We can provide validation of this correlation network model results by comparison to previous literature reports, toward biological relevance of our inference insights, illustrated by some particular examples here along with a larger set of information in supplemental Table S1. For example, three arcs are ascertained to be invariant between epithelial and mesenchymal states: Akt-GSK3, Akt-HSP27, and Erk-IRS1. Although the role of GSK3 as a substrate downstream of Akt is strongly established (e.g. (40)), emerging evidence indicates that HSP27 helps enhance Akt activity (41, 42); similarly, recent reports suggest that serine phosphorylation on IRS1 is mediated by p70S6K in a manner regulated by ERK (43, 44). As another example, in the epithelial cell state Src phosphorylation on tyrosine 416 is closely associated with β-catenin phosphorylation, whereas in the mesenchymal cell state the same Src phosphosite is more strongly associated with PLCγ; the predominance of an activity correlation between Src and β-catenin in the epithelial state is recognized (e.g. (45)), and mechanisms for positive influence of Src activity on PLCγ-mediated membrane protrusion in disperse, Mesenchymal state cells are being elucidated (46, 47). One final example worth emphasizing here is that the influence of PKCδ changes more dramatically between pre-Twist and post-Twist conditions than that for any of the other nodes in our network: it loses a negative influence on Akt and gains positive influences on β-catenin, GSK3α/β, and IRS-1, and thus has a stronger presence in network dynamics for the mesenchymal state relative to the epithelial state. This change is consistent with our findings that inhibiting PKCδ more sensitively affects mesenchymal motility than epithelial (supplemental Fig. S4). Previous reports on the role of this kinase on tumor cell motility have been conflicting, with both migration-enhancing and migration-diminishing effects observed depending on the cell type and environmental context (48, 49). Direct comparison of how EMT alters influences of PKCδ on downstream activities has not been previously investigated, although a recent report implicates PKCδ in Wnt-induced invasive motility of colorectal tumor cells via interaction with a β-catenin/Dishevelled complex (50).

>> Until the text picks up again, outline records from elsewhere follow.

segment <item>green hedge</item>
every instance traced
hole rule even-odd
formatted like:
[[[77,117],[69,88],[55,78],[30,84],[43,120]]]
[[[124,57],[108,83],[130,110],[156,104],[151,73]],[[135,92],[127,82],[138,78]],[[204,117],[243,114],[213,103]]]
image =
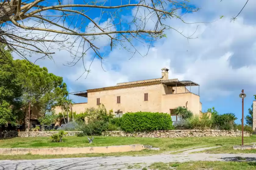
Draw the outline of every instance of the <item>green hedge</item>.
[[[121,127],[130,132],[173,129],[172,118],[167,114],[142,112],[123,114]]]

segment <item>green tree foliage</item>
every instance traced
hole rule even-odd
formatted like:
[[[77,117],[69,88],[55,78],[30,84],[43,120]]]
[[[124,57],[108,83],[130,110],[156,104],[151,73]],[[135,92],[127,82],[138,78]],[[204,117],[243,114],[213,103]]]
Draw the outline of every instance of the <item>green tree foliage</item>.
[[[234,121],[237,119],[233,113],[220,114],[214,107],[212,109],[208,109],[208,111],[212,113],[212,127],[215,129],[221,130],[233,129],[235,124]]]
[[[54,112],[48,112],[38,118],[38,121],[42,124],[51,125],[56,121],[58,117],[58,115]]]
[[[127,113],[122,117],[121,128],[125,131],[169,130],[173,128],[171,116],[158,112]]]
[[[20,108],[23,80],[20,66],[13,62],[11,51],[0,44],[0,124],[16,120],[23,116]]]
[[[252,104],[251,108],[248,109],[248,114],[245,117],[245,120],[246,121],[246,124],[252,127],[252,118],[253,115],[253,105]]]
[[[193,113],[191,110],[182,106],[178,106],[173,110],[175,114],[181,119],[187,120],[193,117]]]
[[[30,100],[32,105],[50,110],[57,99],[67,95],[66,84],[63,78],[48,72],[45,67],[40,67],[25,60],[16,60],[20,66],[24,81],[22,98],[25,104]]]

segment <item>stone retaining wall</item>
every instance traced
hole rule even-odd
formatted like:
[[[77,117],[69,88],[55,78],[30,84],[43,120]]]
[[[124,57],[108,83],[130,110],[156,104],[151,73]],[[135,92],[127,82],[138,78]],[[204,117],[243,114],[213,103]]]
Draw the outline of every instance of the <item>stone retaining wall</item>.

Because of the highly multivariate nature of the relationship demonstrated here (Figs. 3 and 4) between signaling activities and migration behavior, and the likelihood that molecular perturbation of any node (whether by small molecule inhibitor or RNA interference) will generate substantial cross-talk effects among pathways, aspiring to narrowly test specific model predictions for individual signals across the diverse conditions is fraught with intricate complication—not merely technical but conceptual. Although under narrow circumstances qualitative trends may be found consistent with a model prediction for the effect of modulating a particular individual signal (e.g. (51–53)), successful prediction of intervention effects over a range of environmental conditions typically requires capture of key cross-talk consequences across multiple pathways (e.g. (54)).